Леора и он получали столько приглашений, что оба они, еще недавно плакавшиеся в Уитсильвании на скуку, сетовали теперь, что не могут ни одного вечера посидеть спокойно дома. Но они понемногу освоились, свободно держались в обществе, одевались и выезжали без душевного трепета. Они переменили свою деревенскую манеру танцевать на более модную; научились довольно скверно играть в бридж и прилично в теннис; и Мартин, не из доблести и героизма, а просто в силу привычки, перестал злиться на легкую светскую болтовню.

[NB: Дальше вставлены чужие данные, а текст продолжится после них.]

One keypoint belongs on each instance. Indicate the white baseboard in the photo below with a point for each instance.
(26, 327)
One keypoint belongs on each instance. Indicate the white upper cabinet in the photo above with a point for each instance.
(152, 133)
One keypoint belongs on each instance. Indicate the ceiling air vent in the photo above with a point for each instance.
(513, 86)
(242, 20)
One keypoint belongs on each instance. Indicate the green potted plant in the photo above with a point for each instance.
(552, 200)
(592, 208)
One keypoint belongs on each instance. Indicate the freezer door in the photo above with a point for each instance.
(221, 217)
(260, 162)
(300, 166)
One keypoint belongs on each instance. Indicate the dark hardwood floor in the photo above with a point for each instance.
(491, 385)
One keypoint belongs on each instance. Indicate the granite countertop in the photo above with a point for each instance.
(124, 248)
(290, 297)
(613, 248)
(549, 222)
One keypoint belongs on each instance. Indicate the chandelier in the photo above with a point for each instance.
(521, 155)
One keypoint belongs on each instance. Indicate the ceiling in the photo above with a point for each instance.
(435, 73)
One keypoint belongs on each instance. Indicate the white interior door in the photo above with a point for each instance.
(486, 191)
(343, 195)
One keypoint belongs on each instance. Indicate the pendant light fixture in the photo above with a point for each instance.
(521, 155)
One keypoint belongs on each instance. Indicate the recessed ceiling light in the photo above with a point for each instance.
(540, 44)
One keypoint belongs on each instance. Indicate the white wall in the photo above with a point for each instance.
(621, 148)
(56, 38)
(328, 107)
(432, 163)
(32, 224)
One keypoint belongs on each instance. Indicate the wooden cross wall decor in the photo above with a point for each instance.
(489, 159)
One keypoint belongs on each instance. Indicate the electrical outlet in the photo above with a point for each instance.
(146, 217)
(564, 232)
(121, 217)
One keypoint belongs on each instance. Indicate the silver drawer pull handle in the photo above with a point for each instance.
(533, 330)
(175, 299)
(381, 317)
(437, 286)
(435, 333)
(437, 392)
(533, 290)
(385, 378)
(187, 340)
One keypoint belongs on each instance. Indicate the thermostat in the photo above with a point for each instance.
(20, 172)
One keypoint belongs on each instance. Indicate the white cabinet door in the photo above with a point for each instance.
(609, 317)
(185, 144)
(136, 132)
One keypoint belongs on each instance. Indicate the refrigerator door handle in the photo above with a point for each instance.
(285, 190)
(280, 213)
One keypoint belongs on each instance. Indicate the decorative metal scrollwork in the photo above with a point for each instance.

Возможно, хозяйки домов, где они бывали, даже не подозревали в них разбойников с большой дороги и принимали их за очень милую молодую чету: раз им покровительствует доктор Пиккербо, они, конечно, серьезные и передовые, а коль скоро их опекают Эрвинг Уотерс и его супруга, то, значит, они почтенные граждане.
Уотерс захватил их в свои лапы и не выпускал. По своей толстокожести он никак не мог уразуметь, что частые отказы Мартина от его приглашений вызваны просто нежеланием приходить. Он открыл в Мартине признаки ереси и с преданностью, усердием и тяжеловесным юмором принялся за спасение товарища. Нередко, чтобы развлечь других гостей, он упрашивал:
— Ну, Март, валяй, выкладывай свои сумасбродные идеи!
Однако его дружеский пыл бледнел перед рвением его жены. Отец и супруг поддерживали миссис Уотерс в убеждении, что она — нежнейший плод вековой культуры, и вот она задалась целью перевоспитать варваров Эроусмитов. Она порицала Мартина, когда он чертыхался, Леору, когда она курила, их обоих, когда им случалось обремизиться, играя в бридж. Но она никогда не журила их. Журить означало бы допускать, что есть люди, не признающие ее суверенной власти. Она просто отдавала приказания — краткие, шутливые, предваряя их визгливым «бросьте дурить», — и считала, что вопрос исчерпан.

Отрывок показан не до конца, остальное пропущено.